Dikta rejimlerinin ve onların arkasında duran emperyalist güçlerin ayak diretme oyunları sadece kitlelerin mücadelelerini kirletme amaçlı antipropaganda faaliyetlerinden ibaret değildir. Bunların dışında da muhtelif oyunlara başvuruluyor. Bazıları birbirine ters görünse de gerçekte aynı hedefe yöneliktir.

Suriye'deki katil Baas rejimi ayak diretme kavgasını kan dökerek sürdürüyor. Çünkü dikta yönetimlerinin bu direnişler karşısında meydanı terk etmesi sonucunda halkın nasıl bir tercih yaptığı gözlendi. Ondan dolayı çağdaş emperyalist güçler ve yerli işbirlikçiler de Suriye'deki katil Baas rejimine mühlet verilmesinden yana tutum sergiliyor, bazıları buna açıktan destek verirken bazıları da sessiz kalmak, uluslararası alanda herhangi bir karşıt faaliyetin önünü açmamak suretiyle dolaylı destek veriyorlar.

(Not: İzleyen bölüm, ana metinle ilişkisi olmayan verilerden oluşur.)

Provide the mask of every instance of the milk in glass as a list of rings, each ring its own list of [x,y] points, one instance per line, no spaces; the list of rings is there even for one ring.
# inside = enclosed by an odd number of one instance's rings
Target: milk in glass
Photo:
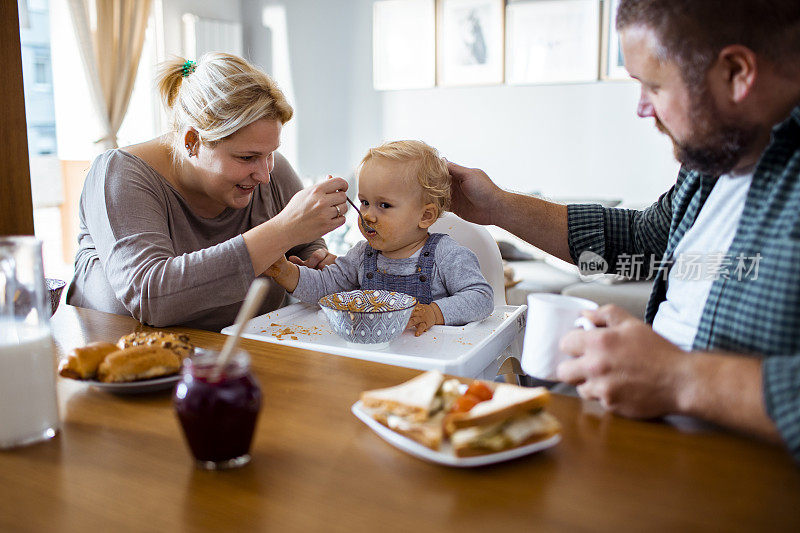
[[[42,243],[0,237],[0,449],[58,431],[50,313]]]
[[[55,435],[55,387],[50,328],[0,321],[0,448]]]

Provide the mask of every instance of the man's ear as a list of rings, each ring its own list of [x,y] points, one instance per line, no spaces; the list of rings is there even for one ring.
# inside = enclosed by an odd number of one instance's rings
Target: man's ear
[[[189,157],[197,155],[197,149],[200,148],[200,134],[197,133],[196,129],[189,128],[186,130],[186,134],[183,136],[183,146]]]
[[[436,207],[436,204],[425,204],[422,206],[422,218],[419,221],[419,227],[422,229],[428,229],[431,227],[431,224],[436,222],[438,218],[439,208]]]
[[[750,94],[758,75],[755,52],[740,44],[726,46],[712,67],[717,82],[724,87],[728,100],[738,104]]]

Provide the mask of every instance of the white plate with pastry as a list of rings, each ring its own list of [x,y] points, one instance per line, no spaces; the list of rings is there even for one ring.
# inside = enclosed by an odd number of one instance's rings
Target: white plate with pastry
[[[432,370],[394,387],[365,391],[352,413],[389,444],[454,467],[484,466],[558,444],[561,425],[545,411],[550,394]]]
[[[136,332],[116,344],[93,342],[74,348],[59,363],[59,375],[116,394],[171,389],[181,363],[194,352],[185,335]]]
[[[84,380],[83,382],[89,386],[104,390],[106,392],[113,392],[114,394],[147,394],[149,392],[172,389],[175,387],[175,384],[180,381],[180,379],[180,374],[173,374],[171,376],[143,379],[141,381],[130,381],[127,383],[105,383],[102,381],[95,381],[93,379]]]

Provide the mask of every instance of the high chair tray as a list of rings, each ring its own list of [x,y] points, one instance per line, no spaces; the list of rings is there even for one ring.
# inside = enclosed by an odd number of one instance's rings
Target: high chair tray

Mısır'da Hüsni Mübarek'i deviren direniş kurulmuş zulüm sistemi binasının çatısını uçurdu. Ama Anayasa Mahkemesi, Yüksek Askeri Konsey vs. gibi önemli sütunlarını devirebilmiş değil. Şimdi totaliter rejimlerle çıkar ilişkileri olanlar bu sütunları sağlamlaştırmak suretiyle binanın üstüne oturtulacak çatının da ona göre şekil almasını sağlamak istiyorlar. Bu itibarla son zamanlarda bu iki kurumun arka arkaya darbeler gerçekleştirmeye çalışması da totaliter rejimin ayak diretme oyunlarıdır. Bu oyunlarla ülkede kolları Anayasa Mahkemesi tarafından arkadan kelepçelenmiş, ayaklarına da Yüksek Askeri Konsey tarafından pranga vurulmuş bir demokrasinin hâkim olmasını istiyorlar.

Henüz kitlesel ayaklanmaların yaşanmadığı ama Suriye'deki direnişin zaferinden etkileneceği tahmin edilen toplumlarda da farklı ayak diretme oyunları var. Bu farklılıklar hâkim sistemlerin ve yönetim altındaki halkların yapılarına göre değişiyor. Bazılarında vidaları gevşetme politikalarına başvurulurken bazılarında da tam tersi bir şekilde daha da sıkılıyor ve tüm kitlesel hareketlilikler sıkı denetim altına alınıyor.

Global Zulme Karşı Ümmet Bütünlüğüne İhtiyaç Var

Bütün bu ayak diretmelerinin sürdürülebilmesinde söz konusu rejimlerin arkasında duran uluslararası ve yerel güçlerin yani global zulmün büyük bir rolü var. Suriye'deki katil Baas rejimiyle menfaat ilişkilerinden dolayı ona bütün imkânlarıyla destek verme arsızlığını sürdürmekte ısrar eden bölgesel güçler de bu zulmün bir parçasıdır. Global zulmün baskı gücünün zayıflatılabilmesi ve başkaldıran halkların kendilerine daha çok güvenmelerinin sağlanabilmesi için ümmet bütünlüğüne, geçmişte bu bütünlüğün ortadan kaldırılması için çizilmiş sınırları aşarak güçleri birleştirmeye ihtiyaç var.